Con dos frentes abiertos para la contratación de un segundo director de juego, la vía balcánica ha podido ante los recelos anímicos de Diego Ciorciari y la reticencia del Aguas de Calpe a reabrir la puerta de la ACB al jugador de Santa Fe. Ante tal situación, Stefanovic se convirtió en la máxima prioridad. Había comenzado la temporada en el Iraklis griego y ya se sabe lo que pasa por tierras helenas. Firmar es una cosa y cobrar otra. Los problemas de pagos, a la orden del día en aquellas latitudes, permiten la fuga de baloncestistas mediada la temporada, circunstancia que ha aprovechado el Lagun Aro para acercarse al serbio y realizarle una oferta que, una vez aceptada, le permitirá debutar, a los 30 años, en la Liga ACB.
Se trata de un base popular en su país, donde desarrolló la mayor parte de su carrera deportiva a caballo entre el Estrella Roja -en varias etapas- y el Zeleknik, con el que se proclamó campeón de la Copa serbia y de la Liga Adriática. Fuera de su nación ha jugado en la segunda división alemana (Ludwigsburg), en Turquía (Turk Telecom) y en el citado Iraklis de Tesalonica. Cuenta con experiencia en la Uleb Cup, en la que alcanzó su mayor recorrido accediendo a semifinales, algo en lo que contribuyó directamente Stefanovic al forzar una prórroga decisiva en el Palau de Badalona ante el Joventut con un triple milagroso desde el centro del campo.
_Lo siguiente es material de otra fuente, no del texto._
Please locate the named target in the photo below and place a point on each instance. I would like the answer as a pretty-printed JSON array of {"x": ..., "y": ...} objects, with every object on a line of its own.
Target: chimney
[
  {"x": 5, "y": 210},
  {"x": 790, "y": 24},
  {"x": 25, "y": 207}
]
Poseedor de un fuerte carácter es, no obstante, un jugador dúctil que asume con disciplina los roles encomendados. Así, aunque destaca por tener una buena mano desde la línea de tres y no desentonar en el uno contra uno, sus entrenadores destacan en él su capacidad para jugar en equipo y crear un buen ambiente colectivo. El trabajo y la experiencia son dos virtudes con las que llega a un equipo que necesita contar con dos bases de garantías en un momento tan avanzado y clave de la competición.
Subsanado un ligero retraso fruto de la ya tópica, y real, burocracia serbia -la sempiterna tardanza con los visados para abandonar el país- que le impidió viajar ayer, Sasha Stefanovic tiene previsto llegar hoy a Loiu a primeras horas de la tarde. Le esperará el consiguiente reconocimiento médico -recientemente sufrió un golpe en la cabeza en un partido que le envió al hospital- y la posterior presentación como nuevo refuerzo rojillo.